T. Matsuzaki, M. Imai, A. Wada, M. Iida, and S. Ihara. Department of Biological Science, Faculty of Life and Environmental Science, Shimane University, Matsue, Shimane, Japan

It is known that hair follicles are able to be reconstructed in vitro from dissociated vibrissal hair germs of embryonic rats by rotation culture followed by flotation culture (two-step culture method). We applied this method to mice in order to take advantages of using a lot of genetically modified mice. Upper lips were collected from E13 or 14 of C57BL/6 mice, and treated with trypsin for 12 min. In some experiments, collagenase digestion preceded the trypsin treatment. Dissociated cells were cultured in rotating dishes and then resultant cell-aggregates were cultured by floating on the surface of a medium. Gene-transfer efficiency was examined by adding retrovirus vectors carrying a lac-Z gene into rotation culture. In other experiments, we mixed upper lip cells of GFP-transgenic mice into rotation culture to chase cell-lineage during follicle development.

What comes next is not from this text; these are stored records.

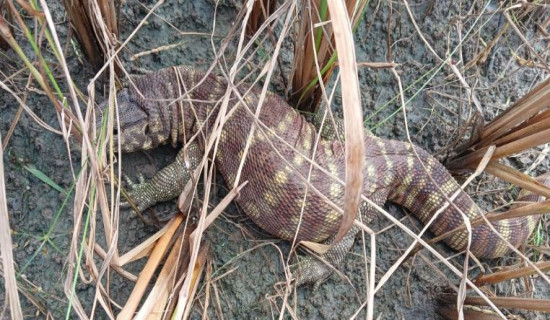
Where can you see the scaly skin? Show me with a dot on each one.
(278, 196)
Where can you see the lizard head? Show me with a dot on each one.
(131, 127)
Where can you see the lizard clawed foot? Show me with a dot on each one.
(141, 193)
(311, 270)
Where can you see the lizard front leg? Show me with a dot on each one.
(169, 182)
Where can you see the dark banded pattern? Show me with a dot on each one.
(286, 194)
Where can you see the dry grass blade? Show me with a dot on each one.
(525, 110)
(525, 125)
(147, 272)
(450, 313)
(198, 270)
(4, 11)
(355, 149)
(10, 282)
(86, 26)
(509, 303)
(175, 264)
(501, 276)
(261, 10)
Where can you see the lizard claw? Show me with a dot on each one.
(311, 270)
(141, 193)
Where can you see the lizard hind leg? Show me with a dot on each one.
(315, 269)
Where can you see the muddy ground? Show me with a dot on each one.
(248, 291)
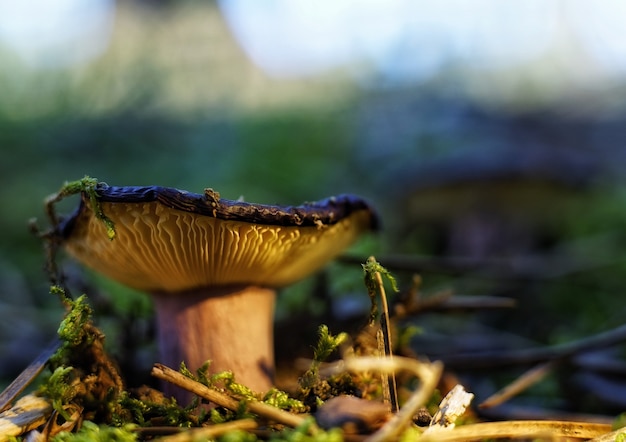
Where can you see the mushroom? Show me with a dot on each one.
(211, 265)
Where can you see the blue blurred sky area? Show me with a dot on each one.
(398, 40)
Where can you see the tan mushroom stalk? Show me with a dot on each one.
(212, 265)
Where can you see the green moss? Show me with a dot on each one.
(86, 186)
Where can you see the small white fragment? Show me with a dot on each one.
(451, 407)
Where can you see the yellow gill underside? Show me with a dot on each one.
(157, 248)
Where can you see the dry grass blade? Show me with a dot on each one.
(428, 373)
(28, 413)
(552, 430)
(267, 411)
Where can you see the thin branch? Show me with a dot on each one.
(269, 412)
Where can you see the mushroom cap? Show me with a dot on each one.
(168, 240)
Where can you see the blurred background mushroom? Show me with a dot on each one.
(491, 131)
(212, 266)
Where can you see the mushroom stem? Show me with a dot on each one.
(232, 327)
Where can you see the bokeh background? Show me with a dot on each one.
(490, 136)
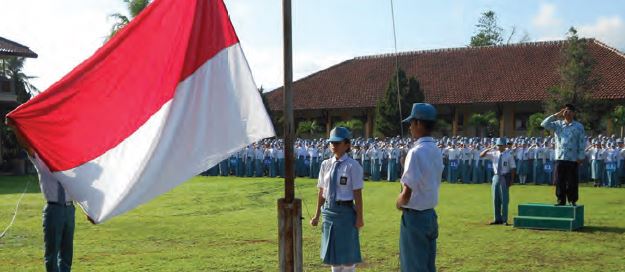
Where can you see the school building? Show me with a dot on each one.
(510, 80)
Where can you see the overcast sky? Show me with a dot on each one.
(326, 32)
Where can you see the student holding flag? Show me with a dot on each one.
(339, 202)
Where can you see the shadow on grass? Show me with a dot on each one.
(602, 229)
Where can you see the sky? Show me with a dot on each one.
(325, 32)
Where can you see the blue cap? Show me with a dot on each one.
(339, 134)
(422, 111)
(501, 141)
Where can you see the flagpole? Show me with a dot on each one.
(289, 208)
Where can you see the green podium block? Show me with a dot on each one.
(550, 217)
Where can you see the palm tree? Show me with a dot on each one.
(134, 8)
(618, 117)
(353, 125)
(307, 128)
(13, 70)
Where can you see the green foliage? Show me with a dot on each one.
(13, 70)
(618, 117)
(488, 32)
(134, 8)
(230, 224)
(577, 84)
(355, 126)
(533, 124)
(307, 128)
(387, 117)
(488, 121)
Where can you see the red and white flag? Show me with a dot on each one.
(168, 97)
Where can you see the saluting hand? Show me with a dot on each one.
(314, 221)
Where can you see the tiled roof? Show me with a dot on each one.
(11, 48)
(491, 74)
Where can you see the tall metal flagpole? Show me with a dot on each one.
(401, 125)
(289, 208)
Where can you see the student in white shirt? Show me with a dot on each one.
(419, 196)
(339, 202)
(504, 167)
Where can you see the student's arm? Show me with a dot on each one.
(403, 197)
(320, 200)
(360, 222)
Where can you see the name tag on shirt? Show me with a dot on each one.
(343, 181)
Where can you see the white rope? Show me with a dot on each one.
(16, 208)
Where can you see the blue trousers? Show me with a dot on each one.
(417, 240)
(366, 167)
(392, 171)
(465, 171)
(223, 168)
(259, 168)
(58, 237)
(249, 167)
(375, 170)
(452, 172)
(501, 197)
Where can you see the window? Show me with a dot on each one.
(520, 121)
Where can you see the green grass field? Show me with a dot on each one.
(229, 224)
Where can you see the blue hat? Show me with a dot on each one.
(501, 141)
(339, 134)
(422, 111)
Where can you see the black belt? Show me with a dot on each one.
(66, 204)
(415, 211)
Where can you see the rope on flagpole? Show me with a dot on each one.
(16, 209)
(401, 127)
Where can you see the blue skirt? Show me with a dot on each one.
(523, 168)
(340, 243)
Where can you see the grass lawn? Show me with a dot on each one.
(229, 224)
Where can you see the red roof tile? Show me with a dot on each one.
(508, 73)
(11, 48)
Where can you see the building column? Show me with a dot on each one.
(369, 125)
(328, 124)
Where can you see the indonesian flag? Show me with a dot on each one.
(168, 97)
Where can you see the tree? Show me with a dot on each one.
(134, 8)
(488, 32)
(307, 128)
(353, 125)
(23, 88)
(577, 83)
(387, 117)
(533, 124)
(618, 117)
(480, 121)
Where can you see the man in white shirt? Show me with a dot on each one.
(419, 196)
(504, 167)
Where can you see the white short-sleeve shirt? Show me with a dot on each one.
(422, 174)
(507, 160)
(349, 178)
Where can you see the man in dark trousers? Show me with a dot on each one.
(570, 140)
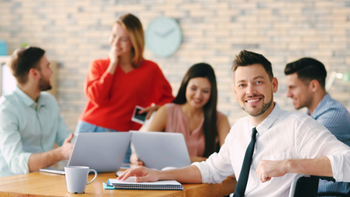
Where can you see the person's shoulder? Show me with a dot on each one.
(171, 105)
(149, 63)
(171, 108)
(101, 60)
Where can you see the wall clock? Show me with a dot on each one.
(163, 36)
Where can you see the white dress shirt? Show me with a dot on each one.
(282, 135)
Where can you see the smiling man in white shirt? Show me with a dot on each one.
(286, 144)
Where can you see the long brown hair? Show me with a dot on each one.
(134, 27)
(209, 125)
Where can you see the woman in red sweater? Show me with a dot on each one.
(114, 86)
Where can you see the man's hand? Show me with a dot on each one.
(268, 169)
(113, 55)
(142, 174)
(149, 110)
(67, 147)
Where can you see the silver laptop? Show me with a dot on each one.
(161, 149)
(103, 152)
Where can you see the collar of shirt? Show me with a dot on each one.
(23, 97)
(318, 109)
(268, 121)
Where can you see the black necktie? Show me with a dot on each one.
(243, 177)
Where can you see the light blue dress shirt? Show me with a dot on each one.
(27, 127)
(336, 118)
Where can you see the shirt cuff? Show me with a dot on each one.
(20, 166)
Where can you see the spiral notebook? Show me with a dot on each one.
(130, 184)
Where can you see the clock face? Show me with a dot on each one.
(163, 36)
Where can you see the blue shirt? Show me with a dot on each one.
(27, 127)
(336, 118)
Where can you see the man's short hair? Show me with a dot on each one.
(246, 58)
(307, 70)
(22, 60)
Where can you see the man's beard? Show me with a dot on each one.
(263, 109)
(44, 84)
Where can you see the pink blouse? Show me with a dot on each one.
(177, 122)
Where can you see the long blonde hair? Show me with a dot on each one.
(134, 27)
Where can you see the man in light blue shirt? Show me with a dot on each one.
(306, 80)
(30, 120)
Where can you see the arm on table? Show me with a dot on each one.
(223, 129)
(190, 174)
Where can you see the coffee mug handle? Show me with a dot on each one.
(94, 177)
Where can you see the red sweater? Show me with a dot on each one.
(112, 98)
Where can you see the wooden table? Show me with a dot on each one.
(46, 184)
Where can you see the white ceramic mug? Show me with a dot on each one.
(76, 178)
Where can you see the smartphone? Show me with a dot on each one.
(139, 118)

Lac-Z gene transcripts were detected by X-gal staining, and GFP-positive cells were detected under fluorescent microscope after proper fixation. Hair follicles were formed in the aggregates and differentiated normally in 7 days of cultivation. Incidence of hair formation was related to duration of tryptic digestion, i.e. longer treatment resulted in poor aggregation of cells and in failure of hair formation. Lac-Z retrovirus vectors were integrated into dissociated cells very efficiently. Addition of Lac-Z retrovirus vectors or GFP-transgenic cells did not cause any abnormality or retardation of development. Thus both techniques seem to be applied to the two-step culture. However, cell dissociation procedure was thought not enough, because X-gal-positive cells were frequently found in dermal tissues but less in epithelial ones, and GFP-positive keratinocytes did not mix well with GFP-negative ones. Collagenase treatment was very effective to increase the number of single cells without prolonged tryptic digestion. The cells isolated by collagenase/trypsin digestion formed hair follicles in which GFP-positive keratinocytes were randomly distributed in epithelial tissues reorganized through the two-step culture.